E più l'ingegno affreno ch'io non soglio
Perché non corra che Timor no guidi

Talvolta si slancia animoso; ma più spesso erra lento quasi avvolgendosi intorno a un circolo donde vorrebbe e non gli vien fatto di liberarsi. Non die' termine al libro, nè credo l'avrebbe mai dato.

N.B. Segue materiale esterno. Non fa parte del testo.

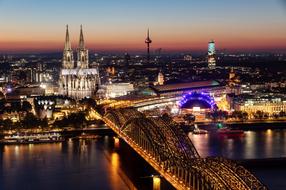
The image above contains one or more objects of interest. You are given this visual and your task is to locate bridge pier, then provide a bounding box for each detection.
[113,137,120,149]
[153,175,161,190]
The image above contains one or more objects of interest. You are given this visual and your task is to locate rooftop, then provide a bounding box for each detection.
[151,80,221,93]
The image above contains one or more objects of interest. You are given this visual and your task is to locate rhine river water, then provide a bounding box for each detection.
[0,126,286,190]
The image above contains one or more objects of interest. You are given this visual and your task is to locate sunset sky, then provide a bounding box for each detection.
[0,0,286,52]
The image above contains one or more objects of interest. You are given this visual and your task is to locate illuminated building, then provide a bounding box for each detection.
[234,94,286,115]
[227,68,241,95]
[208,40,216,68]
[145,29,152,62]
[155,71,165,85]
[59,26,100,100]
[105,83,134,98]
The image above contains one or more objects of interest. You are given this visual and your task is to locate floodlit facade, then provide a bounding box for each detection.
[59,26,100,100]
[235,97,286,114]
[105,83,134,98]
[208,40,216,68]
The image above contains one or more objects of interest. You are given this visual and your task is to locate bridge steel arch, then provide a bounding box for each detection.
[103,108,267,190]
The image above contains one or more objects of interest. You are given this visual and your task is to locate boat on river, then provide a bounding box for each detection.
[0,132,64,145]
[193,124,208,135]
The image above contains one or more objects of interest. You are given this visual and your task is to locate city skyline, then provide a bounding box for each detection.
[0,0,286,53]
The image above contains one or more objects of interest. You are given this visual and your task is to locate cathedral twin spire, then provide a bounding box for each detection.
[63,25,88,69]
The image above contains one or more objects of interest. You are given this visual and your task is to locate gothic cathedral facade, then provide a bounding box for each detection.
[59,26,100,100]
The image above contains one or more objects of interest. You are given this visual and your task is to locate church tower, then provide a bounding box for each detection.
[77,25,88,69]
[63,25,74,69]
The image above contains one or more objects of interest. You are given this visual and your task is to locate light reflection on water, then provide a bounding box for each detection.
[0,138,128,190]
[189,129,286,159]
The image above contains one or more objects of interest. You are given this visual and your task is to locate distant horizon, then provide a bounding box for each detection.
[0,0,286,53]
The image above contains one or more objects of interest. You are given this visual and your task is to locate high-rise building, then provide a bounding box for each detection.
[59,26,100,100]
[208,40,216,68]
[145,28,152,63]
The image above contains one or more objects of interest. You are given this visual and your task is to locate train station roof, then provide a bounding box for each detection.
[150,80,222,94]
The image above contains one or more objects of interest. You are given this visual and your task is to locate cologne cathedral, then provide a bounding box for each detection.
[59,26,100,100]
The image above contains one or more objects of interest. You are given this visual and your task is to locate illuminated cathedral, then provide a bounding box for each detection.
[59,26,100,100]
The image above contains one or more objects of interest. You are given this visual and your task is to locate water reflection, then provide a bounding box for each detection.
[0,139,128,190]
[189,129,286,159]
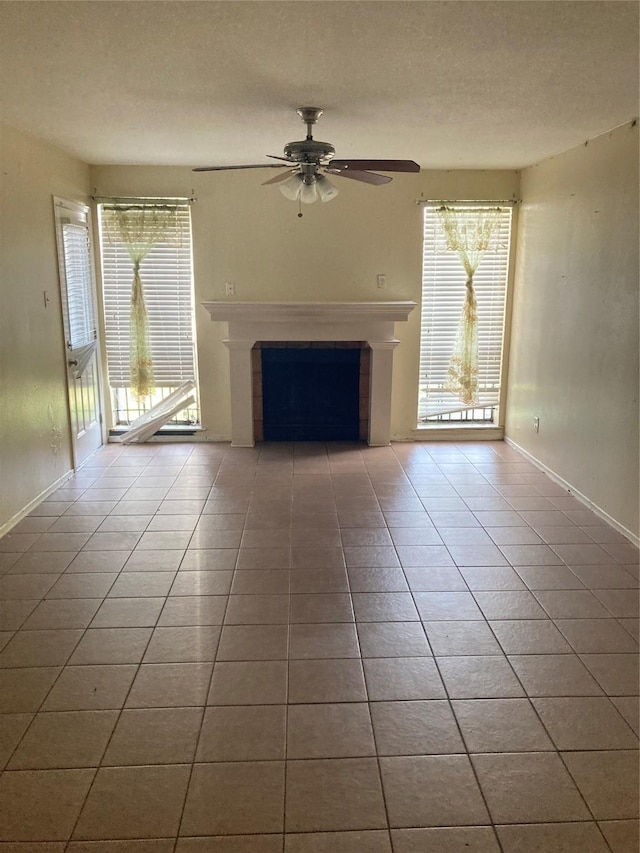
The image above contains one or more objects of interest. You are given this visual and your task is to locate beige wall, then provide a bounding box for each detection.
[91,166,519,446]
[506,125,638,535]
[0,125,89,531]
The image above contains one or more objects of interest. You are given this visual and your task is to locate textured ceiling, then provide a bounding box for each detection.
[0,0,638,169]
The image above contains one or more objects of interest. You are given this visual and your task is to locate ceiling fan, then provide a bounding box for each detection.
[193,107,420,204]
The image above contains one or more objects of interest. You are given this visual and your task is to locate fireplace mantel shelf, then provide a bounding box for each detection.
[202,301,416,447]
[202,302,416,323]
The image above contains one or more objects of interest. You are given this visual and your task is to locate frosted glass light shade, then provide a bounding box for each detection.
[300,181,318,204]
[316,175,339,201]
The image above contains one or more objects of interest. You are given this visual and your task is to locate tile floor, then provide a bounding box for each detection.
[0,442,638,853]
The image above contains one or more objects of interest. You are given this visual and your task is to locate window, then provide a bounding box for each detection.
[418,202,512,426]
[99,199,199,426]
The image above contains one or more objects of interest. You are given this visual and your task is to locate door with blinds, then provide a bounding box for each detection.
[54,198,102,468]
[418,202,512,427]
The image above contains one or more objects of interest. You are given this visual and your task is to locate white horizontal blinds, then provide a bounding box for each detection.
[56,202,96,349]
[100,203,195,388]
[418,203,512,421]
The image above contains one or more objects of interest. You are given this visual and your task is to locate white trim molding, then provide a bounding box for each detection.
[202,302,416,447]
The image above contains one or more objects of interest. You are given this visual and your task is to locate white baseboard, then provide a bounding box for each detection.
[504,436,640,548]
[0,471,74,538]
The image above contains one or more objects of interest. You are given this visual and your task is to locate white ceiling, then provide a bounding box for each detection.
[0,0,638,169]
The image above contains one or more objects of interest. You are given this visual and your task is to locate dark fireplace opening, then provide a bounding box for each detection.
[261,342,368,441]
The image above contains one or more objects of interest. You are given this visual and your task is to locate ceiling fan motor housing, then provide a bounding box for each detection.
[284,139,336,164]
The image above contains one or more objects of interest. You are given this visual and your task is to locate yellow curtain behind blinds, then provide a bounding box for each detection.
[418,202,512,422]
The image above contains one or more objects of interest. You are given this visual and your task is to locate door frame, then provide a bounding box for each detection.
[52,196,107,471]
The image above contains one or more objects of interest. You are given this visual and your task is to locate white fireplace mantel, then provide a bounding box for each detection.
[202,302,416,447]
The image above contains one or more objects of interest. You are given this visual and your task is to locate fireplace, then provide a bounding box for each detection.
[203,302,415,447]
[252,341,371,441]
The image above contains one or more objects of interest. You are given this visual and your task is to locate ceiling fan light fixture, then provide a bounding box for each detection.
[316,175,340,202]
[300,179,318,204]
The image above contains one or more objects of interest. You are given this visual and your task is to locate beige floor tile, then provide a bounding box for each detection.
[0,599,38,631]
[403,566,467,592]
[363,657,445,701]
[0,770,95,842]
[562,750,640,820]
[598,820,640,853]
[533,696,638,750]
[351,592,420,622]
[436,655,524,699]
[290,569,349,595]
[7,711,118,770]
[571,564,638,589]
[580,654,640,696]
[0,572,60,600]
[473,752,590,823]
[371,700,464,755]
[170,569,233,598]
[67,551,131,574]
[22,598,100,631]
[124,549,184,572]
[556,619,638,654]
[73,764,190,840]
[231,569,291,595]
[0,629,83,668]
[126,663,213,708]
[178,834,282,853]
[509,654,602,696]
[47,564,118,598]
[285,758,386,832]
[489,619,571,655]
[348,568,408,592]
[0,714,33,768]
[216,625,289,661]
[451,699,553,752]
[158,595,227,627]
[287,702,376,759]
[102,708,203,766]
[109,572,173,598]
[196,705,286,762]
[42,665,137,711]
[236,548,291,571]
[207,660,287,705]
[611,696,640,737]
[391,826,500,853]
[90,598,165,628]
[536,589,611,619]
[424,621,502,656]
[180,761,284,835]
[380,755,489,828]
[278,829,391,853]
[357,622,431,658]
[289,659,367,704]
[143,625,221,663]
[290,592,354,624]
[224,595,289,625]
[496,822,609,853]
[69,628,153,665]
[289,623,360,660]
[9,551,76,575]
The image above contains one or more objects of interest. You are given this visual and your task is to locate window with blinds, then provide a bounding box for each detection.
[418,202,512,426]
[99,199,198,424]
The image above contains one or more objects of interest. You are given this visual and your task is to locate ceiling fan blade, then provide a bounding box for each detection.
[191,166,289,172]
[331,160,420,172]
[326,164,393,186]
[262,169,298,187]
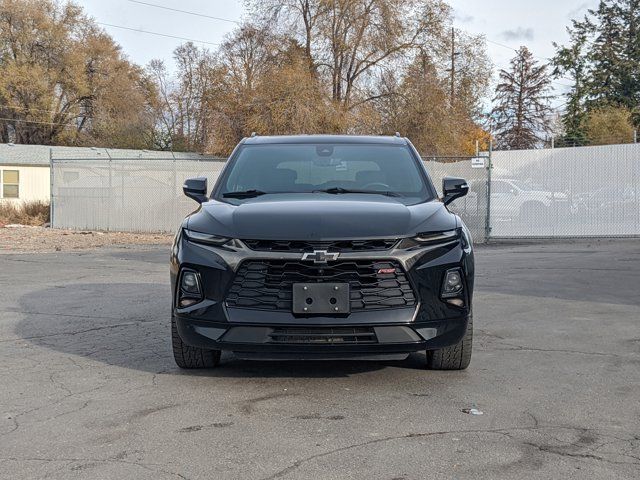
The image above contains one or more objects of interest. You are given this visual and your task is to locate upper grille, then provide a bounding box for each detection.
[243,239,398,252]
[226,260,416,311]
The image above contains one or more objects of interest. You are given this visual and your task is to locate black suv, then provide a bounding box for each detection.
[171,135,474,370]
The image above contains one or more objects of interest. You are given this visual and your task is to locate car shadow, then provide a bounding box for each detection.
[15,283,424,378]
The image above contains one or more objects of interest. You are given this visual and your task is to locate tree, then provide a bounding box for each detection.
[551,20,588,146]
[0,0,155,146]
[552,0,640,144]
[248,0,450,111]
[491,47,552,149]
[584,106,634,145]
[149,0,490,155]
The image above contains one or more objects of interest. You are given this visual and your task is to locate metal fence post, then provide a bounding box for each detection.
[172,156,179,228]
[49,148,54,228]
[484,140,493,243]
[107,158,113,232]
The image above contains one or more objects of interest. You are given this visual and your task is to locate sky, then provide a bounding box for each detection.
[78,0,598,109]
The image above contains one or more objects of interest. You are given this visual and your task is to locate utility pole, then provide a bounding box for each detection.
[451,27,456,107]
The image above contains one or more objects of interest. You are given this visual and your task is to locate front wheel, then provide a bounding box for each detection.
[427,316,473,370]
[171,315,220,369]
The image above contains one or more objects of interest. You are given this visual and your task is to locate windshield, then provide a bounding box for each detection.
[216,143,434,204]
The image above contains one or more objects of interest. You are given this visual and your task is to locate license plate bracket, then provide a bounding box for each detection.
[293,283,351,315]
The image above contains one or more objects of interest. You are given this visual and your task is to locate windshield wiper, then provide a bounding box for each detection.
[222,190,267,198]
[312,187,402,197]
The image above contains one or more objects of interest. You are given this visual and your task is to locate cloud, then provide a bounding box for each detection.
[455,12,475,23]
[567,2,593,19]
[500,27,534,41]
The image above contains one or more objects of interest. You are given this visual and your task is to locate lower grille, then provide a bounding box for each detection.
[269,328,378,345]
[226,260,416,311]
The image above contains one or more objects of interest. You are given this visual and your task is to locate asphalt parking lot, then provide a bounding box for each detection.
[0,239,640,480]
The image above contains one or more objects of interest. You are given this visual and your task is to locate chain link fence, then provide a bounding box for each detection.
[51,144,640,243]
[51,158,225,232]
[489,144,640,238]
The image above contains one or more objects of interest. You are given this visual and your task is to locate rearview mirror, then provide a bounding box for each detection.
[182,177,209,203]
[442,177,469,205]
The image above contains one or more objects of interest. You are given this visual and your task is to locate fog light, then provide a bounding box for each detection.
[442,268,463,298]
[180,272,200,295]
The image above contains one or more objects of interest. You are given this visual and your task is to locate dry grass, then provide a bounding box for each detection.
[0,201,49,226]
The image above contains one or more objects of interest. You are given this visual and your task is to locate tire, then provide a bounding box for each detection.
[171,315,220,369]
[427,317,473,370]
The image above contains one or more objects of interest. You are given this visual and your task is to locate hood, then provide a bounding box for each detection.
[188,194,457,240]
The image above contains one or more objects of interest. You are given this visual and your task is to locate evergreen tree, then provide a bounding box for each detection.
[552,0,640,144]
[491,47,551,149]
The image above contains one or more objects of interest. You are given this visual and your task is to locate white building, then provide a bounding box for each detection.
[0,143,212,202]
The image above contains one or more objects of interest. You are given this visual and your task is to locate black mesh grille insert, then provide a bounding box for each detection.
[226,260,416,311]
[243,239,398,252]
[269,327,378,344]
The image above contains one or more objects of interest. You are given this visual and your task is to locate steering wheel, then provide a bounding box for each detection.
[362,182,391,192]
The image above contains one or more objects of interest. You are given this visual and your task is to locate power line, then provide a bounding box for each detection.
[96,22,220,45]
[129,0,240,25]
[0,118,78,127]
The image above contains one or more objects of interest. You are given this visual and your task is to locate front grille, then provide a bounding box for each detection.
[269,327,378,344]
[243,239,398,252]
[226,260,416,311]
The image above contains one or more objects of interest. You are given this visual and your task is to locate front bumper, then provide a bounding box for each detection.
[171,234,474,359]
[175,316,468,359]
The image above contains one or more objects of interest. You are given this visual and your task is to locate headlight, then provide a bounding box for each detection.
[183,228,231,245]
[398,228,462,248]
[413,228,460,243]
[178,269,203,308]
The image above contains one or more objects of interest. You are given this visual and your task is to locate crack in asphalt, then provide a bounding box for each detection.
[0,452,189,480]
[261,426,640,480]
[0,314,162,343]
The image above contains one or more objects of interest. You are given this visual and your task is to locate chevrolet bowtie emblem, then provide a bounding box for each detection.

CXX. La congettura ch' ei n' abbia mandato agli amici suoi di Firenze alcuna parte, a me pare giusta, ma può non essere. Ad ogni modo la fama del suo sapere gli valse poco e n'è prova ch' ei fu richiamato a' patti proposti agli altri esuli; e li sdegnò rispondendo: "Or così, dopo quasi anni quindici d'esilio, Dante Aligheri è richiamato gloriosamente alla patria? E l'illibata sua vita patente ad ogni uomo, otterrà premio sì

e

fatto? e il sudore, e gli studj, e la lunga perseveranza (1)?"- S'è notato che questa lettera sì dalle parole per trilustrium fere perpessus exilium, e sì dalle novità inaspettate in tutta l'Italia fra gli anni 1314, e 1318 (2), pare senza dubbio dettata allorchè la sede pontificia vacante, le mosse de' ghibellini, tutte le città de' guelfi Lombardi in pericolo, e l'ambizione ardita e la gioventù di Cane della Scala, rinsuperbirono l'ira e le speranze di Dante. D'allora in poi credo ch' egli ponesse tutta la mente, e l'ardire e la sua generosa ferocia a far divino il poema. Allora forse i tratti più caldi su le calamità dell' Italia, e le riforme della religione furono scritti; e sentiva ch'ei non aveva da aspettarsi di rivedere Firenze, se non per decreti della provvidenza e della vittoria. Allora non che stimarsi esiliato, esiliava la sua patria da sè: ed ascoltava più forte il comando e le ispirazioni d'adempiere ad una celeste missione (3).

(1)

"Estne ista revocatio gloriosa qua d. all. (Dantes Allagherius) revocatur ad patriam per trilustrium fere perpessus exilium? hecne meruit conscentia manifesta quibushbet? hec sudor et labor continuatus in studiis?"

(2) Vedi vol. 1, sez. XXXIX in fine.
(3) Sez. XLI. seg.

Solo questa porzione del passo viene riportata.